One solution to class hierarchies violating the LSP is that of implementing the classes involved as Immutable Objects. For instance, the Square and rectangle classes can be converted as follows:

class Rectangle
{
  protected int width = 0;
  protected int height = 0;

  public int Width { get { return width; } }
  public int Height { get { return height; } }

  public Rectangle(int width, int height)
  {
    this.width=width;
    this.height=height;
  }
}

class Square : Rectangle
{
  public Square(int dimension)
    : base(dimension, dimension)
  { }
}

Intriguingly, in this solution, the code in the Square class has disappeared. This is because the only code in it was the one dealing with the Square-specific behavior of modifying both dimensions when either is changed – but for an immutable class this behavior is unacceptable.
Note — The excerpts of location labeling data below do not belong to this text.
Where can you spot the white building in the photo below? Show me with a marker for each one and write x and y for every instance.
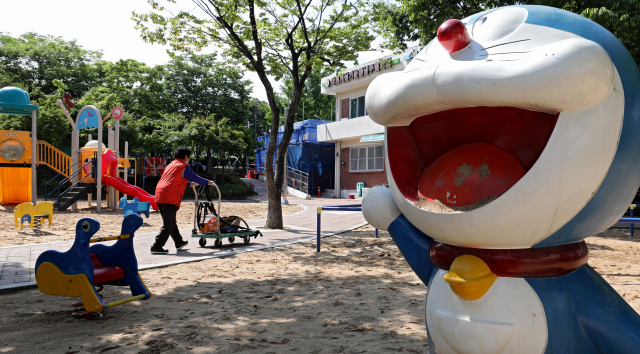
(358, 140)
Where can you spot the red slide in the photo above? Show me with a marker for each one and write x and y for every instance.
(110, 167)
(126, 188)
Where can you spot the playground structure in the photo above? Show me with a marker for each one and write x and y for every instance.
(207, 222)
(134, 207)
(83, 271)
(15, 152)
(34, 215)
(78, 171)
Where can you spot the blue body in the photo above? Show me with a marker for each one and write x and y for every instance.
(134, 207)
(616, 192)
(584, 313)
(77, 260)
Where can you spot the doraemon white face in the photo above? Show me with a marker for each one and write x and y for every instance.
(526, 114)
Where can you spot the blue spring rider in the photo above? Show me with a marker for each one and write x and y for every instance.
(81, 269)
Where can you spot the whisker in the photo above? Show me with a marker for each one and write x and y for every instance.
(505, 53)
(497, 45)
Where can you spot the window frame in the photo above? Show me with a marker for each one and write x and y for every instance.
(366, 158)
(357, 106)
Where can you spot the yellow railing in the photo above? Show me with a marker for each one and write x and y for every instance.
(50, 156)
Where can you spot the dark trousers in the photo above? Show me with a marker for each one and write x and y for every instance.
(169, 226)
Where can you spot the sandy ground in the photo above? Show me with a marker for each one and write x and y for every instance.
(64, 222)
(356, 296)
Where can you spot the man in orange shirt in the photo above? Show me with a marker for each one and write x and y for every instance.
(169, 192)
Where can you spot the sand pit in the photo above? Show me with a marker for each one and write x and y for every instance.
(64, 222)
(358, 295)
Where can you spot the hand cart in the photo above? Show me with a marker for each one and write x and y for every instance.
(207, 223)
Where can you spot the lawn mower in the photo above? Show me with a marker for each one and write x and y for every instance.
(207, 223)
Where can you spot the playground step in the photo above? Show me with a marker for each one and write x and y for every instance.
(75, 193)
(52, 173)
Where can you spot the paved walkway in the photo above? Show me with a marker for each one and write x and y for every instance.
(17, 263)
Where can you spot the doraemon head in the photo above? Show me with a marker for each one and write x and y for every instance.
(517, 129)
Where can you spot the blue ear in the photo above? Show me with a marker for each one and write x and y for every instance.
(86, 228)
(616, 191)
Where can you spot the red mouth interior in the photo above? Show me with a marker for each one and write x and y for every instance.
(470, 153)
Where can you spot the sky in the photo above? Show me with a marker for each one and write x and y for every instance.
(104, 25)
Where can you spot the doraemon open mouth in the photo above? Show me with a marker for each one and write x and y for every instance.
(466, 157)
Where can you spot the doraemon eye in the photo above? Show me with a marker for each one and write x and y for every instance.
(498, 24)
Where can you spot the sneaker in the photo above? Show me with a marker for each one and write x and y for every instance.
(182, 245)
(158, 250)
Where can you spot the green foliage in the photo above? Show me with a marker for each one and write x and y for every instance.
(201, 85)
(273, 38)
(420, 19)
(163, 105)
(316, 105)
(33, 62)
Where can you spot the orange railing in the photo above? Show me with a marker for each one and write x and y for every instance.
(50, 156)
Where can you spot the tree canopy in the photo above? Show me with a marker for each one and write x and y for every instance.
(164, 105)
(273, 38)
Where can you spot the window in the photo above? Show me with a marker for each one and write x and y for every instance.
(368, 158)
(357, 107)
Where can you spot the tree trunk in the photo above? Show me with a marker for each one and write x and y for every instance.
(223, 157)
(209, 162)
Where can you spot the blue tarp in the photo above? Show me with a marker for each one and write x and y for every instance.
(305, 153)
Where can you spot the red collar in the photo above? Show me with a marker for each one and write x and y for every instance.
(543, 262)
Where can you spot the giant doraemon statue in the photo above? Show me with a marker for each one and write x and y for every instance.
(510, 139)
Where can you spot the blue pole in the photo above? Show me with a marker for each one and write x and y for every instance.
(144, 175)
(631, 215)
(319, 210)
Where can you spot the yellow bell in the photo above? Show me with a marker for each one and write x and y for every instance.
(469, 277)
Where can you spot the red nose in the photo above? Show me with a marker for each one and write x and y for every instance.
(453, 36)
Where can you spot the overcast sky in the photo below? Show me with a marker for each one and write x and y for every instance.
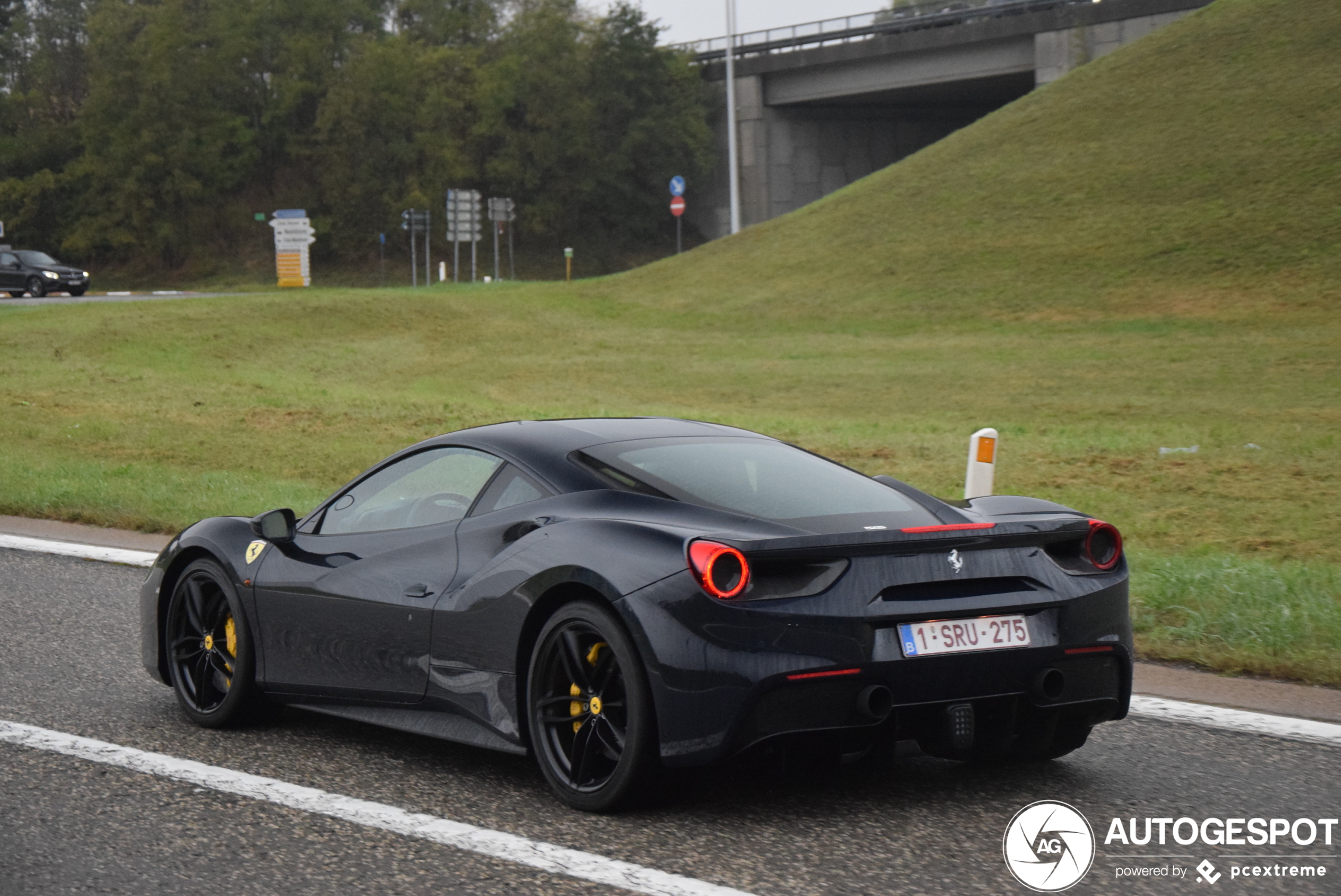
(699, 19)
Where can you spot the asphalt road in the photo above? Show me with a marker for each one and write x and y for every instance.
(69, 662)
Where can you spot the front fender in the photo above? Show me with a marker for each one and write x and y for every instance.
(220, 539)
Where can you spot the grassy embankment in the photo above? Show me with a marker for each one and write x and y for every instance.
(1146, 253)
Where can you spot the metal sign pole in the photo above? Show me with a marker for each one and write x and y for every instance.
(475, 230)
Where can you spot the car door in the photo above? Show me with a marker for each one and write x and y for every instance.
(345, 611)
(11, 272)
(470, 623)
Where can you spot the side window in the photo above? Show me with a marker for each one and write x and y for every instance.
(508, 489)
(432, 487)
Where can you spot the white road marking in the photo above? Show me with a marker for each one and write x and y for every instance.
(86, 552)
(498, 844)
(1220, 717)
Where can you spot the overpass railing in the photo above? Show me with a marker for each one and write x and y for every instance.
(865, 26)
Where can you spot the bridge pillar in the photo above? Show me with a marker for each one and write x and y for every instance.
(816, 120)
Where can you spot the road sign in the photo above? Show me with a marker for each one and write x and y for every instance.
(292, 235)
(465, 224)
(465, 216)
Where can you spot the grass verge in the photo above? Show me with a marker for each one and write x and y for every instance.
(1240, 615)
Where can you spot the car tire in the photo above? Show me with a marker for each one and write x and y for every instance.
(590, 714)
(211, 654)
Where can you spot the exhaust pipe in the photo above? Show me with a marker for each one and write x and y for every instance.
(875, 702)
(1048, 686)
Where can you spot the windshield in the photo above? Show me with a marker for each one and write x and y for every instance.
(759, 479)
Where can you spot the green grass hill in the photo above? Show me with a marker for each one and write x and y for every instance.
(1143, 255)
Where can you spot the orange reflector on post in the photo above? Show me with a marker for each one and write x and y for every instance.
(986, 451)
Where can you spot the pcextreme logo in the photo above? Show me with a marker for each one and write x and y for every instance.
(1049, 847)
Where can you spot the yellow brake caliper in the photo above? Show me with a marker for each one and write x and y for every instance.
(231, 638)
(575, 708)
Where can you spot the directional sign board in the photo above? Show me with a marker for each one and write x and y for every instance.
(465, 216)
(292, 235)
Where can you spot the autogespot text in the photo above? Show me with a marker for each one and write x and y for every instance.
(1222, 832)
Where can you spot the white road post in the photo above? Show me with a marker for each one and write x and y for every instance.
(982, 464)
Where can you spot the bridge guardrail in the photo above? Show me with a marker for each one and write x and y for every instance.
(865, 26)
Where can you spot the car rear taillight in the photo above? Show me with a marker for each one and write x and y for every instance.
(721, 569)
(1104, 546)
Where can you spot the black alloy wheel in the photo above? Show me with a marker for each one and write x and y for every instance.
(211, 660)
(589, 710)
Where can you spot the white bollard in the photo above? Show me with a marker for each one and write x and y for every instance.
(982, 464)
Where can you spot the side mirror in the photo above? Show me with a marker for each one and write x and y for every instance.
(275, 527)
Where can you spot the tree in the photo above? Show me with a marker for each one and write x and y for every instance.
(391, 136)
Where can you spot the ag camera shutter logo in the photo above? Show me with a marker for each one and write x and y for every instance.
(1049, 847)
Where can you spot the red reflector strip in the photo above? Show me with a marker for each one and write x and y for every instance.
(828, 673)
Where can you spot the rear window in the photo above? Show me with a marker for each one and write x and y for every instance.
(758, 479)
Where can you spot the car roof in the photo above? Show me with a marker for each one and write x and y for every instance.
(545, 445)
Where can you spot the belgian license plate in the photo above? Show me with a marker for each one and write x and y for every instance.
(963, 635)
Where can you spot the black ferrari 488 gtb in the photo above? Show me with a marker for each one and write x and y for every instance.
(617, 595)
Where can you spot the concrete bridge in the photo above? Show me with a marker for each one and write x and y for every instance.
(825, 103)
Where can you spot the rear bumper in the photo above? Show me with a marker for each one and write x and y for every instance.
(719, 674)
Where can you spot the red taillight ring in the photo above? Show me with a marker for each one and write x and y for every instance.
(704, 556)
(1096, 527)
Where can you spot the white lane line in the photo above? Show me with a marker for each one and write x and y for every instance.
(86, 552)
(1220, 717)
(498, 844)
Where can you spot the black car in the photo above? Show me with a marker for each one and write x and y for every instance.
(616, 595)
(38, 274)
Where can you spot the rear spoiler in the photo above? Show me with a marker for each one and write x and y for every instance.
(965, 536)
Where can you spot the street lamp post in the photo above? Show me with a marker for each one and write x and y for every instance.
(733, 161)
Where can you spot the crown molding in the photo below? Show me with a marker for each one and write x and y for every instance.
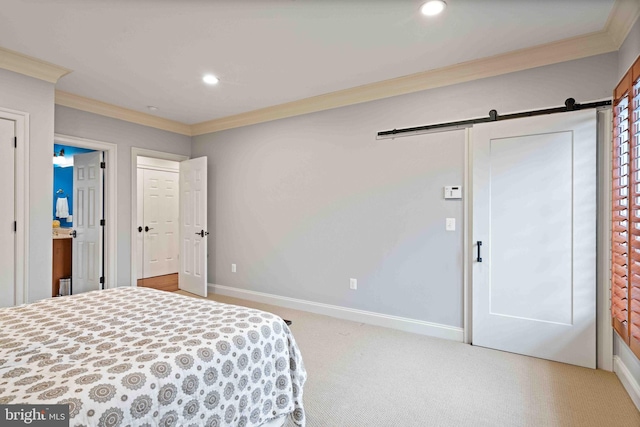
(32, 67)
(623, 16)
(104, 109)
(537, 56)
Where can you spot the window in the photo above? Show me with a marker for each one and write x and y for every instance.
(625, 198)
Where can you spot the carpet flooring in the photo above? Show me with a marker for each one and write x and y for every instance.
(367, 376)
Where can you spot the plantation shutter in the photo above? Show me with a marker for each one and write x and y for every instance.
(620, 214)
(625, 197)
(634, 134)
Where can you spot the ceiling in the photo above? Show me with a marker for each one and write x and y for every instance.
(137, 53)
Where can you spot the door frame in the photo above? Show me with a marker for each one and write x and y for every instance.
(604, 331)
(135, 152)
(110, 200)
(21, 200)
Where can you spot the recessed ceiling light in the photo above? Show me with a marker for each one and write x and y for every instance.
(433, 7)
(210, 79)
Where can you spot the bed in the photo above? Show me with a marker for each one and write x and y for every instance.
(143, 357)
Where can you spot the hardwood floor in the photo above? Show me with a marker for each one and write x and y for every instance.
(168, 282)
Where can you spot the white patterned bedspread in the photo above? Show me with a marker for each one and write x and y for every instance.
(142, 357)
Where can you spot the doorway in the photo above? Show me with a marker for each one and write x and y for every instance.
(148, 159)
(78, 201)
(157, 230)
(534, 237)
(85, 206)
(14, 217)
(192, 224)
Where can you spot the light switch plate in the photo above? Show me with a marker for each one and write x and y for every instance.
(453, 192)
(450, 224)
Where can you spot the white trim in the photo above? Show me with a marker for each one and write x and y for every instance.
(135, 152)
(621, 19)
(110, 149)
(467, 245)
(627, 380)
(21, 198)
(109, 110)
(369, 317)
(30, 66)
(604, 337)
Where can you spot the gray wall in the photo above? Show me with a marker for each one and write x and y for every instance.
(629, 50)
(303, 204)
(33, 96)
(71, 122)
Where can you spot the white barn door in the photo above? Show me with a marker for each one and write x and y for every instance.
(534, 212)
(87, 212)
(193, 226)
(7, 214)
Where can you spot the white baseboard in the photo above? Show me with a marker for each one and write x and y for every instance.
(628, 381)
(369, 317)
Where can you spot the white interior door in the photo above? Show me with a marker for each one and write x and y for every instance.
(7, 214)
(193, 226)
(534, 210)
(140, 226)
(87, 212)
(160, 216)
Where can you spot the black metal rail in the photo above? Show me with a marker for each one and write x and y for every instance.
(569, 105)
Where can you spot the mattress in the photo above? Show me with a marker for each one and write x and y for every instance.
(142, 357)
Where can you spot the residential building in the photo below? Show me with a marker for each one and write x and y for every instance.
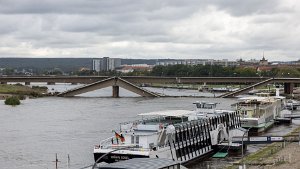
(106, 64)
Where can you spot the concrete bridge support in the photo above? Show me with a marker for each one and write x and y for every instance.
(288, 88)
(115, 91)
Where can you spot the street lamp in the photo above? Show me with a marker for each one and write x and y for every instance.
(247, 131)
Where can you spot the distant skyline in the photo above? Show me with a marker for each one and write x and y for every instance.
(156, 29)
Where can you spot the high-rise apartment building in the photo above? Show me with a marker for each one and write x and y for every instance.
(106, 64)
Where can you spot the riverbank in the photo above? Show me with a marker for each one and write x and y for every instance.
(275, 155)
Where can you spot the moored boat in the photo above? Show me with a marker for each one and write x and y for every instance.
(180, 135)
(257, 112)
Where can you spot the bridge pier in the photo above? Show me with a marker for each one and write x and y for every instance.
(115, 91)
(288, 88)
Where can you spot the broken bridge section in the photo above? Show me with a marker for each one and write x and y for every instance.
(115, 82)
(248, 88)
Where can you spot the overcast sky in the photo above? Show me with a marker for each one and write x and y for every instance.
(196, 29)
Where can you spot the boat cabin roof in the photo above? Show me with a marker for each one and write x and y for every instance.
(206, 105)
(169, 113)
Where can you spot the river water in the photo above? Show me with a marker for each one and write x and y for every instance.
(33, 132)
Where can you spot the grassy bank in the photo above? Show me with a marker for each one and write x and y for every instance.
(18, 89)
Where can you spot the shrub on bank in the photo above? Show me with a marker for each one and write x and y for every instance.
(13, 100)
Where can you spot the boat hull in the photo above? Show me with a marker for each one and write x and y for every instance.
(114, 157)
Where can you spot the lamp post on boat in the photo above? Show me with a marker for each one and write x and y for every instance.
(247, 131)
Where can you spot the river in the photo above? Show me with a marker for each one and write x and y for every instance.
(33, 132)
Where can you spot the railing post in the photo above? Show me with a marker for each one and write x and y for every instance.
(115, 91)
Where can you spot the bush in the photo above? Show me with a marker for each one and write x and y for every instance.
(13, 100)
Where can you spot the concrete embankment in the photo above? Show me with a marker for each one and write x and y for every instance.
(275, 155)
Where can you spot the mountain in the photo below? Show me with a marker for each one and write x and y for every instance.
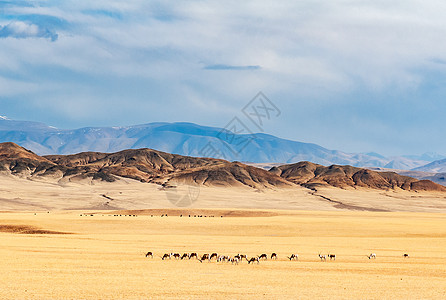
(145, 165)
(169, 170)
(438, 166)
(186, 139)
(311, 175)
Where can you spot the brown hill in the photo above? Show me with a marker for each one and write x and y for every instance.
(20, 161)
(310, 175)
(145, 165)
(166, 169)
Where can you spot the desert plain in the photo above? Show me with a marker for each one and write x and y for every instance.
(71, 242)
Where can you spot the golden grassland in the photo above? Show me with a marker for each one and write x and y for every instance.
(103, 257)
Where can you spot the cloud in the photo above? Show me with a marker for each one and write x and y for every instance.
(23, 30)
(229, 67)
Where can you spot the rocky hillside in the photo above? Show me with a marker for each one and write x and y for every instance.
(310, 174)
(147, 165)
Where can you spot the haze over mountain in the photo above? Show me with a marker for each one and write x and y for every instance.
(192, 140)
(169, 170)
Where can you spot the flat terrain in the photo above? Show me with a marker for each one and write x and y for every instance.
(103, 257)
(19, 194)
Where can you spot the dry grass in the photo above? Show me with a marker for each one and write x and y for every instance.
(105, 258)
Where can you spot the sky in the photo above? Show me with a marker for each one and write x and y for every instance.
(357, 76)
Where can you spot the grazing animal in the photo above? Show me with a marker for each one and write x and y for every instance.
(242, 256)
(234, 260)
(263, 256)
(222, 258)
(253, 259)
(204, 256)
(293, 256)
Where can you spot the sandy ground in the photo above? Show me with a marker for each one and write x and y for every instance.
(24, 194)
(77, 240)
(104, 258)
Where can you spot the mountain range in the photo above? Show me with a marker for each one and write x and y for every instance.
(169, 170)
(191, 140)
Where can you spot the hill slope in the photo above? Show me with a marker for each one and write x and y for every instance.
(185, 139)
(438, 166)
(147, 165)
(310, 175)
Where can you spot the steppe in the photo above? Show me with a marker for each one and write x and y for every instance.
(72, 242)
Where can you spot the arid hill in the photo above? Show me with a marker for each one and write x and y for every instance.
(147, 165)
(310, 175)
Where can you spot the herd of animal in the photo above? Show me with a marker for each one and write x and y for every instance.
(236, 259)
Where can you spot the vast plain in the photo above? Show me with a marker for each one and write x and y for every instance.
(102, 255)
(88, 240)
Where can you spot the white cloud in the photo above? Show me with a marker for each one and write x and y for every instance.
(22, 30)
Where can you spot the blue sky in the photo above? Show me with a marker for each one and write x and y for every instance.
(357, 76)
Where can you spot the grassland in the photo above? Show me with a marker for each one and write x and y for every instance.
(103, 257)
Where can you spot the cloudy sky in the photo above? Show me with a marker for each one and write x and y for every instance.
(358, 76)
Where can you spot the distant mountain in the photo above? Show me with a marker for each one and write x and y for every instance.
(438, 166)
(186, 139)
(170, 170)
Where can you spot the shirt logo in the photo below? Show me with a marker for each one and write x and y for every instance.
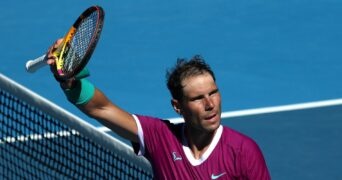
(213, 176)
(175, 157)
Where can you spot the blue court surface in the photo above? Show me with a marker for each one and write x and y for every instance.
(264, 54)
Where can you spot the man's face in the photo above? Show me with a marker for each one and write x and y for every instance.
(201, 105)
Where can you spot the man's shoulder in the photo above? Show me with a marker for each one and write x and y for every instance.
(236, 139)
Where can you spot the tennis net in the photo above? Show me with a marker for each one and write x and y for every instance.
(40, 140)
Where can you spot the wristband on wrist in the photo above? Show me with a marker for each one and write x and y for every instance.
(81, 93)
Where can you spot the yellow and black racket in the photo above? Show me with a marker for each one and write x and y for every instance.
(78, 45)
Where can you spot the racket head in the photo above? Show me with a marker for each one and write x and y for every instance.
(79, 43)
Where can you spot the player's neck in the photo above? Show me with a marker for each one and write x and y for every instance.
(198, 142)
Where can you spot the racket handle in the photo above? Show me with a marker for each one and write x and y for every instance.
(35, 64)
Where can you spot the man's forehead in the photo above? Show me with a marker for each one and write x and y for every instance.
(198, 83)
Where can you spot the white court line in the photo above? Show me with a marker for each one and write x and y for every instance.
(256, 111)
(273, 109)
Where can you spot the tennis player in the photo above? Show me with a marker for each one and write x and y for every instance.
(199, 148)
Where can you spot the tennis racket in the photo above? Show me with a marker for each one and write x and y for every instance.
(77, 46)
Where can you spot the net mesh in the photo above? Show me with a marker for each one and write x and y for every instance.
(34, 145)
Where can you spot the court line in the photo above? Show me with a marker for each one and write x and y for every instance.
(274, 109)
(264, 110)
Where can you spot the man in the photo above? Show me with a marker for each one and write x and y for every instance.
(200, 148)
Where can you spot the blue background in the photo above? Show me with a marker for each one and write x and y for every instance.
(264, 53)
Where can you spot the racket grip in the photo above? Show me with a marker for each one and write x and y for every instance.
(35, 64)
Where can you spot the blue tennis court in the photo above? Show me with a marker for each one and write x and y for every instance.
(264, 53)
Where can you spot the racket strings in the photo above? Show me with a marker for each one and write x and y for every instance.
(81, 42)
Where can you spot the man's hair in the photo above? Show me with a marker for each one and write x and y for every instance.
(183, 69)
A Client would have to instantiate a new Square (or Rectangle, for that matter) when a new dimension (or pairing thereof) is necessary:

class Client
{
  void PrintArea(Rectangle rectangle)
  {
    var area = rectangle.Width*rectangle.Height;
    Console.WriteLine("Area = "+area);
  }
}

//...and in our Main method:
var rectangle = new Rectangle(4, 5);
Client.PrintArea(rectangle); //Prints 20

var square = new Square(5);
Client.PrintArea(square); //Prints 25

Composition Over Inheritance

The example used to demonstrate the LSP is also often cited as an example to demonstrate the preference for Composition Over Inheritance, another principle (or advice) for Good Object Oriented Design. Sometimes this is referred to as the “IS-A vs HAS-A” problem since the design issue seems to stem from the fact that the Square inherits from (“IS-A”) Rectangle.
However, it is important to note that the violation of the LSP is actually caused by a mismatch between the assumptions made by the designer of the Square and Rectangle class, and the expectations of the designer of the Client system. The IS-A relationship is not implicitly ‘at fault’.

Solutions

When facing a LSP violation, there are a variety of options for alternative solutions. Among them:

  • The Square HAS-A Rectangle, which it instantiates with identical width and height, it modifies when the Square dimension is changed, and it uses for any shared behavior (eg: Calculating the Area)
  • The Square and Rectangle both use a (new) third component for their shared behavior (eg: an AreaCalculator)
  • The Square drops its inheritance from Rectangle, but also adds a 'View' method (eg: Square.AsRectangle() ) so that it can easily be passed to a Client expecting a Rectangle
  • Drop the Square class, using only the rectangle class (of course this forces all Clients to enforce the Square-specific logic on their own)

See [WK1] for a more exhaustive list.